Help needed! Database corruption on embedded system
(1.1) Originally by RaresV (vasile.rares93) with edits by Richard Hipp (drh) on 2020-03-14 15:05:07 from 1.0 [source]
I am trying to use SQLite on an embedded system(on a PowerPC device) but I am facing a corruption error.
The VFS is created over Elm-Chan FatFS stack(used in conjunction with a USB stick) and is very similar to https://github.com/xluoly/raw-os_sqlite/blob/master/sqlite/os_raw.c
The following steps will always reproduce the corruption:
- Create a new DB
- Execute SQL: DROP TABLE IF EXISTS CARS;CREATE TABLE CARS ('id' int, 'value' int);
- Do 4011 inserts: "INSERT INTO CARS VALUES(i, 1000 - i);" , where i = [0-4010]
At the next operation on the DB the SQLite will fail with SQLITE_CORRUPT and "database disk image is corrupted" message. When doing an integrity check over the DB in DB Browser for SQLite, will result in
"*** in database main *** On tree page 68 cell 0: invalid page number 27656608 Page 100 is never used"
I ported the same VFS to Windows, using equivalent file operations and the comparison between PC and embedded databases yielded some differences on 0x20E-0x3FA and 0x8492-0x87FA. The main observation is that on the embedded DB, the regions specified earlier are filled with 0.
Any ideas on how to debug this error? I assume it is somehow caused by the filesystem or the USB drive.
Thank you, Rares
I don't think it's the zeroes that are the corrupt part of the db. Those bytes are most likely unused - and therefore not explicitly set. The embedded platform zeroed them, the win32 platform did not. No big deal.
In the second screenshot, the 4 different byte values on the 85F8 line are "00 00 00 64" on the PC (big-endian integer value 100) and on the embedded platform are "01 A6 01 A0" (big-endian value 27656608). Which are the two values in the corruption report from integrity-check.
Do you get, byte-for-byte, the same corrupt db file every time you run the test? If so, you could try to figure out when and why the 0x01A601A0 value is being written.
(3.1) Originally by RaresV (vasile.rares93) with edits by Richard Hipp (drh) on 2020-03-14 15:07:02 from 3.0 in reply to 2 [link] [source]
Yes, the corrupted DB is the same every time.
I modified the VFS to set a sw breakpoint when the offset corresponds to the corrupted zone.
It looks like the data is "generated" by
pager_write_pagelist().
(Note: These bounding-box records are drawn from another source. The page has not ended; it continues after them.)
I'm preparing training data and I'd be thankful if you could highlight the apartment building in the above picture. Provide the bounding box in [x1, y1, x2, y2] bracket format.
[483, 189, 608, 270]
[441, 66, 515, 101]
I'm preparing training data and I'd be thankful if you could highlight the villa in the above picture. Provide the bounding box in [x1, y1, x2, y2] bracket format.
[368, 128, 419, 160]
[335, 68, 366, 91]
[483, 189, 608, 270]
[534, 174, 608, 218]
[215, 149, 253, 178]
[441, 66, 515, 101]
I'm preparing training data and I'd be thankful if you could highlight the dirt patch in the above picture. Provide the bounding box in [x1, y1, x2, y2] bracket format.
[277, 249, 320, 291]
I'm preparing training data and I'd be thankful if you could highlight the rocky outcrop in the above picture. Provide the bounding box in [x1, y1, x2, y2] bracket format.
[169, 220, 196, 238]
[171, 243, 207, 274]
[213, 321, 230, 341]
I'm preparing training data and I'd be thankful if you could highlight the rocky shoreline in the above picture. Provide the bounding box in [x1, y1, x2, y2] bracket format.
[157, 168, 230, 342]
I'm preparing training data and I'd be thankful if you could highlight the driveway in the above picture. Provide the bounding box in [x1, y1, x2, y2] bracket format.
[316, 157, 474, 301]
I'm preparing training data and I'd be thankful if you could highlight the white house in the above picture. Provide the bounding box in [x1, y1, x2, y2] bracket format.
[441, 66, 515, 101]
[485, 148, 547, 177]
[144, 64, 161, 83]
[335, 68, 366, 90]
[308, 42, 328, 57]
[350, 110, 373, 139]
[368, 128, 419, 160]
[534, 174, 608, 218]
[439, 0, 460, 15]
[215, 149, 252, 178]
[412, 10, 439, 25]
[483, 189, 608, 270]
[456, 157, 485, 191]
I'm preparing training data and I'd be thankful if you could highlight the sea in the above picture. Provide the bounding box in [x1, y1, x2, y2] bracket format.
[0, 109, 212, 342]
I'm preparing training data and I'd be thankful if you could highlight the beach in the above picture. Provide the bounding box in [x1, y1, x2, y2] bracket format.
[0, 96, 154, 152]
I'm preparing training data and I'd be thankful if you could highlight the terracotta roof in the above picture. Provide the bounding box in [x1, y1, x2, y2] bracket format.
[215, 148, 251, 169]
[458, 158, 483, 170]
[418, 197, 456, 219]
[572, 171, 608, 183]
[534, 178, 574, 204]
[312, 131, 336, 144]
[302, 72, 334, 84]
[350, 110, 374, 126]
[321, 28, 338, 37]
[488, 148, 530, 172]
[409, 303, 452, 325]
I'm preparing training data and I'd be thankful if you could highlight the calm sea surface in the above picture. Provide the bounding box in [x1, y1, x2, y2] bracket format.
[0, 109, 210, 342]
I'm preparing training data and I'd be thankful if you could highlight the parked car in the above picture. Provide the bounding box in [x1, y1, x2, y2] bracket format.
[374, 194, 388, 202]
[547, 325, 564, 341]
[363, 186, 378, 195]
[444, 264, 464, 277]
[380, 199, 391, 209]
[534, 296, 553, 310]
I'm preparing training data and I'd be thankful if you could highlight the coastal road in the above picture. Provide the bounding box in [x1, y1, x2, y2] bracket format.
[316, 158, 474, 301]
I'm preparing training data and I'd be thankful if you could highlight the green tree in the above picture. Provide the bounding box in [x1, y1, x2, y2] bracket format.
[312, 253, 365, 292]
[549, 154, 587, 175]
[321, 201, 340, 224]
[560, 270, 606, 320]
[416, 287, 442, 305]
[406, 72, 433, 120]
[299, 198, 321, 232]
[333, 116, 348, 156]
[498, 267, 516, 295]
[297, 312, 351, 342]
Screenshot with the stack frame and data can be found in https://1drv.ms/u/s!AkNyZuYZUo8xumhWdCsHHajf3udU?e=H6GD0e
I will continue to investigate, but if you have an idea where I should look please let me know.
Can you set watchpoints in the debugger?
If so, and you can manage to set a watchpoint to trigger when those bytes are written into the buffer, then that stack trace might tell us something.
It's complex. :)
First, set a breakpoint here:
The case you want to catch is when (*pPgno == 68). The buffer that is eventually being passed via sqlite3OsWrite() to your rawWrite() function is there at:
You then want to set a watchpoint at offset 8 of that buffer. Either on a 4 byte or 1 byte variable, probably doesn't matter which.
Math check: Page size is 512 bytes. Page 68 begins at offset (512*67)==34304. Plus 8 makes 34312, or 0x8608 in hex. Which is the offset of the corrupted bytes.
A hunch: Have you set sqlite3PendingByte? It's not your locking function (whatever sqlite3OsLock() calls) writing to those offsets by any chance?
How many bytes long is the file after the 4011th INSERT ?
Have you created any other databases that long on the same platform which do not get reported as corrupt ?
Don't worry about unused data areas being filled with zeros. This is a consequence of how the operating system hands you new space. On some platforms it fills it with zeros to prevent a security vulnerability, on others it does not.
(6) By RaresV (vasile.rares93) on 2020-03-15 18:36:41 in reply to 5 [link] [source]
Due to a momentary hunch, I changed the GCC's sysroot to NewLib instead of EWL and it works.
I was able to do 10000 inserts and the DB is not corrupted.
I suspect that a system function corrupts somehow the memory. But the fix could be also a side effect of the variable placement after the sysroot was changed.
I will continue the investigation and let you know if I find any root cause for this.